Acordei em um sábado pela manhã e arrisquei enviar uma mensagem pelas redes sociais de uma vinícola da região para saber se ainda teria vaga disponível para conhecê-la naquele dia.

Diante da resposta “Pode vir que eu dou um jeito”, eu fui.

E em meio ao caos da recepção, que pensei ser pelo fato da reserva tardia, uma simples girada no rótulo respondeu todas as minhas perguntas, aquele vinho em taça tinha sido colhido, vinificado e envasado no Sul do País.

Mas isso seria algo normal e positivo, se eu não estivesse provando aquele vinho dentro de uma vinícola no Estado de São Paulo.

Aí me veio a pergunta: Essa vinícola (e algumas outras) está aqui pelo vinho ou pelo enoturismo? Se não estão aproveitando o terroir favorável da região — em específico essa, nunca havia sido feito uma colheita no parreiral tímido que cercava o winebar — por que então estar aqui, nessa localização?

“É pelo vinho!”, disse a atendente. Sabemos, por meio de estudos feitos por outra vinícola, que aqui se produz bons vinhos.

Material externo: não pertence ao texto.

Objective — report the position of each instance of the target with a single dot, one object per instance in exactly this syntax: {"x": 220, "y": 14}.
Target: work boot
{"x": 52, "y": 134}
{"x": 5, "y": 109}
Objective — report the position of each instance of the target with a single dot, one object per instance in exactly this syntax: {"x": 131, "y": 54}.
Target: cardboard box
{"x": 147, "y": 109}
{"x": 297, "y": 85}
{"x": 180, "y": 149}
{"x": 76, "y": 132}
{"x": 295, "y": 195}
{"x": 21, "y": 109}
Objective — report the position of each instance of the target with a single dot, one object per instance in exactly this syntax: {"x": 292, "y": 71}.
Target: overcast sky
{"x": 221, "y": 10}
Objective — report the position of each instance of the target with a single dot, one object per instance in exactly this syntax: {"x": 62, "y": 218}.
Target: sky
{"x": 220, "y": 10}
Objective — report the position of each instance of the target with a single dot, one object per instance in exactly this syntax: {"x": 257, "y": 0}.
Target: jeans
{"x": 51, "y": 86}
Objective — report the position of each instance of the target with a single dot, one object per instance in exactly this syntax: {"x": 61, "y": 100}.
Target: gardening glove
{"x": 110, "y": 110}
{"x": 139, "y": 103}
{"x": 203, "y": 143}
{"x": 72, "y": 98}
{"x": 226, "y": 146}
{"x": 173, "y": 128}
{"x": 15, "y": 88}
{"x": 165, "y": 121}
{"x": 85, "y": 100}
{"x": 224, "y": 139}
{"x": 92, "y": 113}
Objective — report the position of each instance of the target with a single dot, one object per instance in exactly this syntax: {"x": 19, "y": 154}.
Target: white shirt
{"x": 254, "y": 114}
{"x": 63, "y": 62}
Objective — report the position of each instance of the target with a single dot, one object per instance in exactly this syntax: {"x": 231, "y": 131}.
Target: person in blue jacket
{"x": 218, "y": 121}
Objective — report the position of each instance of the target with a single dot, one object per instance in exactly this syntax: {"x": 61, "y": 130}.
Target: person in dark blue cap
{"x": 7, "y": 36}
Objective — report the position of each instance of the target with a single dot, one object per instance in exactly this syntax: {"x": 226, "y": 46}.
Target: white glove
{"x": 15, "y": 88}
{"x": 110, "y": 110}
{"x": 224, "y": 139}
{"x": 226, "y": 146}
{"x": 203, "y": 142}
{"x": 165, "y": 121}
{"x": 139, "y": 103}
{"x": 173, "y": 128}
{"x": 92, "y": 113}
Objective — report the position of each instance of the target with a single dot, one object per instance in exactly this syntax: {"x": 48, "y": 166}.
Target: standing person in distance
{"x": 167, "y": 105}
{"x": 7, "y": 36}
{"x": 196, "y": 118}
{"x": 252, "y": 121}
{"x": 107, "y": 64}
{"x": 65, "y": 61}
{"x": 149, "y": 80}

Mas minha amiga, que vinho? O vinho nem de lá era! O storytelling (que é a arte de desenvolver uma história) deles não estava encaixando com as informações do seu rótulo.

Para contextualizar a nossa conversa até esse ponto, é importante retomar que é possível produzir vinhos nos estados de São Paulo e Minas Gerais, por meio do método da dupla poda. Ela funciona da seguinte forma: em países em que o verão é seco, a videira produz frutos nessa estação. Como em nosso país o inverno é seco, é feita uma alteração no ciclo da videira possibilitando que seus frutos apareçam nesse período.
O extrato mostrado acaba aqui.